Generate and stream TTS audio based on the provided text. Returns an audio stream in the specified format (default MP3). The audio is generated using the specified model and voice prompt, with optional parameters for fine-tuning the output.
API key for authentication. Must start with dd- prefix.
API Key
Request structure for TTS generation endpoints.
Optional parameters (not shown in playground): generationId (string), targetDuration (number, seconds), tempo (number, 0.5–2.0), variance (number, 0.0–1.0), seed (integer), temperature (number, 0.0–1.0), sampleRate (integer: 8000/16000/22050/24000/32000/36000/44100/48000), format (string: mp3/opus/mulaw/wav), promptBoost (boolean), superStretch (boolean), realtime (boolean), cleanAudio (boolean, default true), autoGain (boolean), publish (boolean), accentControl (object with accentBaseLocale, accentLocale, accentRatio), performanceReferencePromptId (string), voiceReference (string, base64-encoded audio).
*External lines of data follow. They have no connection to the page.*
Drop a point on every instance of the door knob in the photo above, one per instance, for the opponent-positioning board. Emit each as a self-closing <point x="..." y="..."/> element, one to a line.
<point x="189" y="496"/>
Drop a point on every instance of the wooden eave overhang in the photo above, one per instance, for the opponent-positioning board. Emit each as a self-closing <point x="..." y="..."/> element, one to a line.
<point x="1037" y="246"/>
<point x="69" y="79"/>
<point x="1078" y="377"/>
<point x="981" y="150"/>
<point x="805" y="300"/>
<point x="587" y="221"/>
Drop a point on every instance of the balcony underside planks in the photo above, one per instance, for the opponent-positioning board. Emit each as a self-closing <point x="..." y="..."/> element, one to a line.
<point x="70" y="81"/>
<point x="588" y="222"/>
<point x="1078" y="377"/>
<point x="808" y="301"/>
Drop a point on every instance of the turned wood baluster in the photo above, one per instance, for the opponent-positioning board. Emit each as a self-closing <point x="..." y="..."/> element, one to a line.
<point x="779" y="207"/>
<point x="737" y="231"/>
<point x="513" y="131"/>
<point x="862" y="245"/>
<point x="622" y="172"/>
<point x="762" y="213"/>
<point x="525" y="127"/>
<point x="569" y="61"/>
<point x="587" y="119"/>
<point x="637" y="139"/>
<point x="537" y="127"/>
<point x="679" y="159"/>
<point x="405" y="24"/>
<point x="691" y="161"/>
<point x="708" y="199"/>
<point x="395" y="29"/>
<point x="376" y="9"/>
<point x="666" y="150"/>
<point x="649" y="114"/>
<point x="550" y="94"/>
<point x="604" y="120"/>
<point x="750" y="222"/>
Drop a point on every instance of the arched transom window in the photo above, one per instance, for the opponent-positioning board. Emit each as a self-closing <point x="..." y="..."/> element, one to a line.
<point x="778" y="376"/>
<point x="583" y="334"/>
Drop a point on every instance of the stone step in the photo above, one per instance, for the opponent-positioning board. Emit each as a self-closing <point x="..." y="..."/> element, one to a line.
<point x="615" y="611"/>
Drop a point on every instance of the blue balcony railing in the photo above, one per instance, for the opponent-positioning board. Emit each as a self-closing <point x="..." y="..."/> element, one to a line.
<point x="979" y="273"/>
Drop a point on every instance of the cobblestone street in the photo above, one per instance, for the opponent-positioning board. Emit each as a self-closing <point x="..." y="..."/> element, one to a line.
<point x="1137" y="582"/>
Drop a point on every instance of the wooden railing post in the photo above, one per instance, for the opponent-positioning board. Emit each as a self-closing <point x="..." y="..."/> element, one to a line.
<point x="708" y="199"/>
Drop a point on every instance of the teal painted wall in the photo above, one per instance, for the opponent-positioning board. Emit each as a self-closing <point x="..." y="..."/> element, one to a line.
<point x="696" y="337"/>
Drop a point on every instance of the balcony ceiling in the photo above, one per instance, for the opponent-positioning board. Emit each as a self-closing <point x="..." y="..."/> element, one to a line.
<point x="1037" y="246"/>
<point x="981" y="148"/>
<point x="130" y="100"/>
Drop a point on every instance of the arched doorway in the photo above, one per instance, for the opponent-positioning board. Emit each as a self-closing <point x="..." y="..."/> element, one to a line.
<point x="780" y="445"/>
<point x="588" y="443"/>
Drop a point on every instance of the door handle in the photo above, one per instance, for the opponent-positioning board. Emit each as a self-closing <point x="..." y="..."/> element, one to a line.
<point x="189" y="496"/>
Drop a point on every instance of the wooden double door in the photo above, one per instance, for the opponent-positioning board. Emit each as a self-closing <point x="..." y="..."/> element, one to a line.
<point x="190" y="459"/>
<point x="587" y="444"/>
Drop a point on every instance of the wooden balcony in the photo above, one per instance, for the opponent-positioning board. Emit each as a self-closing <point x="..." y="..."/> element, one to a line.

Model ID to use for generation
"dd-etts-3.0"
Text to be converted to speech
"Hello world, welcome to Deepdub."
Language locale code (e.g., en-US, fr-FR)
"en-US"
ID of the voice prompt to use for generation
"bd1b00bb-be1c-4679-8eaa-0fcbfd4ff773"
Audio stream in the requested format (MP3, WAV, Opus, or mulaw depending on format parameter). The response body is raw audio bytes.